Varnish Cache and remember-me cookies

Automatically authenticating a previously logged in user upon their next visit (a feature often called "remember me") is an established Internet norm. While the exact implementations vary, they always rely on a special cookie that is set on the client and later recognized as a token signifying the client should be logged in automatically.

The problem

The cookie solution is perfectly fine, but in some environments, where cookies carry additional significance, it might be a source of problems. One such example is when the server is sitting behind a caching solution, such as Varnish. By default, Varnish will let all cookie-carrying requests pass right through it, without doing any processing or caching. This is a very sensible default behavior as it ensures that no personalized content will end up cached and returned to the wrong user, potentially revealing sensitive information. On the other hand, it also means that all clients sending any cookies (remember-me cookies included) will not benefit from the acceleration provided by the cache, nor will the server benefit from the decreased load in these cases as it will get hit every time. This will, of course, occur even if the cookies carry no information used for personalization of the content (as is the case with the remember-me cookie). Luckily, Varnish permits a very fine-grained handling of requests and responses through its excellent domain-specific configuration language, VCL. Yet, simply configuring Varnish to normally process requests carrying (only) the remember-me cookie is not a solution. The initial request carrying the remember-me cookie must pass through the cache and reach the application, so that the authentication process can take place, but all subsequent requests within the same session can be safely intercepted by Varnish (as long as they do not carry some other cookies with personalization info).
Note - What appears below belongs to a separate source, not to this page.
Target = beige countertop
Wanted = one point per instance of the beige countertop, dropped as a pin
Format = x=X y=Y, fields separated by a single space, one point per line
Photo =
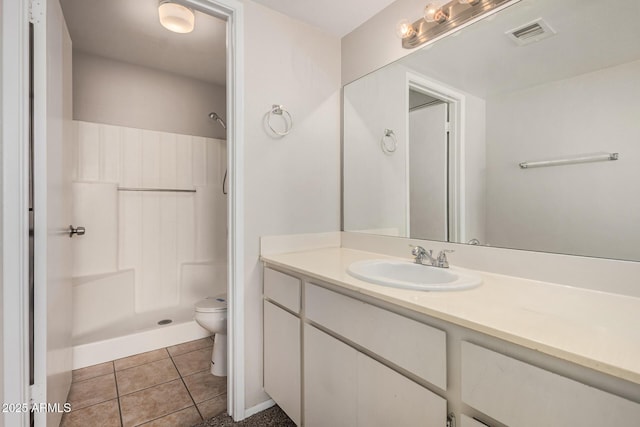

The problem that arises is how to distinguish the initial from all subsequents requests within the same session. Also, it must be taken into account that it is not predictable which URL within the application a cookie-carrying user will visit first. The user might visit the home page first, but might also land on some bookmarked page, or one they were sent to by a search engine. Checking the request for the presence of a session cookie might be enough, depending on whether this cookie is a temporary one or not. If it is temporary (and thus lost when the browser closes), this solution is probably enough. If the session cookie is persistent, it might get sent even after it had already expired, so its presence is not enough to determine whether the user has an active session.

A solution

One easy way to side-step all this complexity is to introduce an additional surely-temporary cookie which can be used as a flag indicating that the user has already signed in and that the request can be safely intercepted. Since this is a Java blog, the proposed solution will be demonstrated utilizing Spring Security, the platform's de facto standard security framework, but the general principle is reusable in any technology. Spring Security allows custom logic to fire after a successful log-in by implementing and registering an AuthenticationSuccessHandler. This is exactly the place where the new cookie should be added to the response.

Example

As with everything else in Spring, there are multiple ways to register a custom handler, but the most usual way is to add authentication-success-handler-ref attribute to the form-login element in your security context configuration XML.

<form-login ... authentication-success-handler-ref="authenticationSuccessHandler" ... />

<beans:bean id="authenticationSuccessHandler" class="com.example.security.AuthenticationSuccessHandler"/>

The class implementing the behavior should look similar to the following:

public class AuthenticationSuccessHandler extends SavedRequestAwareAuthenticationSuccessHandler {
     @Override
     public void onAuthenticationSuccess(HttpServletRequest request, HttpServletResponse response, Authentication authentication) throws ServletException, IOException {
        Cookie varnishCookie = new Cookie("VARNISH", "true");
        varnishCookie.setPath("/");
        varnishCookie.setMaxAge(-1); //It is very important that this cookie is temporary
        response.addCookie(varnishCookie);
     }
}

On Varnish side, it is enough to allow the request to pass if the remember-me cookie is present and the flag-cookie absent (signifying that the current request is the initial one):

if (req.http.cookie !~ "VARNISH" && req.http.cookie ~ "REMEMBER_ME") {
  return(pass);
}

This way, requests that should auto log-in the user will succeed, while subsequent ones will be intercepted normally, benefiting from Varnish.

Notes

• Since there is bound to be some part of the page that will be specific to the logged-in user, include that part using ESI, and exclude that URL from Varnish processing. Varnish supports ESI:include so the setup is relatively simple.